For 60 years most physicists believed that quantum theory denied the very existence of reality itself. Yet Kumar shows how the golden age of physics ignited the greatest intellectual debate of the twentieth century.
Quantum sets the science in the context of the great upheavals of the modern age. In 1925 the quantum pioneers nearly all hailed from upper-middle-class academic families; most were German; and their average age was 24. But it was their irrational, romantic spirit, formed in reaction to the mechanised slaughter of the First World War that inspired their will to test science to its limits.
The essential read for anyone fascinated by this complex and thrilling story and by the band of young men at its heart.
With vigor and elegance, Kumar describes the clash of titans that took place in the world of physics in the early 20th century, between physicists who did and those who did not believe in the quantum—the strange concept that we now know to be the underpinning of reality. The titans in Kumar's account of the conflict are Albert Einstein and Niels Bohr. In 1900, Max Planck discovered that electromagnetic radiation and the energy of light are transmitted not in a continuous flow but in small packets called quanta (singular, quantum). Bohr applied the idea of quantum to electrons, leading to the development of quantum mechanics. Bohr's theory explained experimental results that were inexplicable in classical theory. Einstein rejected Bohr's theory overturning reality in dangerous but also thrilling ways. The clash culminated at the 1927 Solway conference. Kumar, founding editor of Prometheus and a consulting science editor for Wired UK, recounts this meaty, dense, exciting story, filled with vivid characters and sharp insights. With physics undergoing another revolution today, Kumar reminds us of a time when science turned the universe upside down. 16 pages of photos.
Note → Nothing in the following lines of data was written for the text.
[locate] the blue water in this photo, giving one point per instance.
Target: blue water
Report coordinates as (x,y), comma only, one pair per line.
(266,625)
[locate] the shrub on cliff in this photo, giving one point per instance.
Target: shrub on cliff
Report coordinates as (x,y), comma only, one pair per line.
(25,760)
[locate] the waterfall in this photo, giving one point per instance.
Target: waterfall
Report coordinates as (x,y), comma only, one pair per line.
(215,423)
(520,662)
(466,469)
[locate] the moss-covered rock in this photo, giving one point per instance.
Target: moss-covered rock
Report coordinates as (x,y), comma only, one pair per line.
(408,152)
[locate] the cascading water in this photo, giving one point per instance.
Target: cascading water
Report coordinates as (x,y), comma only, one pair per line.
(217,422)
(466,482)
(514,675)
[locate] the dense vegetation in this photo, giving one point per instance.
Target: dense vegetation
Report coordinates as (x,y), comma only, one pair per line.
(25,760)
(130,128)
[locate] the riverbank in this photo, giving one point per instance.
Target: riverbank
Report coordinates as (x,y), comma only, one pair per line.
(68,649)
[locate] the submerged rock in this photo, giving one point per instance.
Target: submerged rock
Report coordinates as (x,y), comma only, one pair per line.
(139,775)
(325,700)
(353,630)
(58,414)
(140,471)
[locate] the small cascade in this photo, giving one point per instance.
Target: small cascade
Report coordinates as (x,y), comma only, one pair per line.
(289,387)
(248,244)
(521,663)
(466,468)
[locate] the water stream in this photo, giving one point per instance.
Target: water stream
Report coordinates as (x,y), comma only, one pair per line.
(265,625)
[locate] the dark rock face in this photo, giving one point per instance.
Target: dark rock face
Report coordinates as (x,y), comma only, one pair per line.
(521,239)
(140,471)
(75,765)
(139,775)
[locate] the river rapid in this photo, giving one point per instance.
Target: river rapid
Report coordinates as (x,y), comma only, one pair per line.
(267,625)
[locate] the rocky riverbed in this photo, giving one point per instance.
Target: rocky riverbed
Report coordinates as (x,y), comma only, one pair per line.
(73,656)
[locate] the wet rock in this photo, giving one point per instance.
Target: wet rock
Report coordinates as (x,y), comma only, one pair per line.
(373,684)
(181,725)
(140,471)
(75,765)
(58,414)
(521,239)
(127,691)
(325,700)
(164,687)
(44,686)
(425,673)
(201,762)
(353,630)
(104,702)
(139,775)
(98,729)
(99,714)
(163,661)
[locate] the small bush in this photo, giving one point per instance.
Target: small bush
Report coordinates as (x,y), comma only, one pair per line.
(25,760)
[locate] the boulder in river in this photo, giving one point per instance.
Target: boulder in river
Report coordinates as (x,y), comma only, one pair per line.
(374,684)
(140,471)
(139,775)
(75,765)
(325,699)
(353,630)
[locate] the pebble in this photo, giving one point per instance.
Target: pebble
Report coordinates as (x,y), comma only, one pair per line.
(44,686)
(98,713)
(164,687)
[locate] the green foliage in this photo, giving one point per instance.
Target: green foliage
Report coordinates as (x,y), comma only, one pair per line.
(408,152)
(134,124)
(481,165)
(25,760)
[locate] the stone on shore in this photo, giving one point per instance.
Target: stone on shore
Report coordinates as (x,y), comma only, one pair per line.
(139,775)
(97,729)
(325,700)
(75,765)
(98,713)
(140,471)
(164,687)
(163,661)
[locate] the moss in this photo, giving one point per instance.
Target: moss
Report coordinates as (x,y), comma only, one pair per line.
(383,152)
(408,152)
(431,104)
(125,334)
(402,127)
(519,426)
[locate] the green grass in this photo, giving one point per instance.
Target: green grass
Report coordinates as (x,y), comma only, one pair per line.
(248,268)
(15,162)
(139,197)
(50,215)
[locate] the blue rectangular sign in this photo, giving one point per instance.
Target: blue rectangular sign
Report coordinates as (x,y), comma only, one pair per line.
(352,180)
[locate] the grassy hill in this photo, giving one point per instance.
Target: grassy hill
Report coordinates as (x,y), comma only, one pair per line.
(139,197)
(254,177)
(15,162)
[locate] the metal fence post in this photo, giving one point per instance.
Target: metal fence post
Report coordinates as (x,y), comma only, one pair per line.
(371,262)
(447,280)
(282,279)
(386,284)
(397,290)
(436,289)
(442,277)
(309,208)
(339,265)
Manjit Kumar has degrees in physics and philosophy. He was the founding editor of Prometheus, an interdisciplinary journal that covered the arts and sciences, and is the co-author of Science and the Retreat from Reason, which introduced key areas of modern science while defending notions of social progress and scientific advance.
Published in 1995, it was critically acclaimed as a ‘corrective to the hype’, ‘thought-provoking’, and ‘undoubtedly one of the best introductions one can find to the crisis of confidence within science itself’.
He has written and reviewed for various publications including the Guardian, Indioendent, Times, Sunday Telegraph, New Scientist and Tehelka. He was Consulting Science Editor at Wired.
Majit's latest book is Quantum: Einstein, Bohr and the Great Debate about the Nature of Reality which was Shortlisted for the 2009 BBC Samuel Johnson Prize.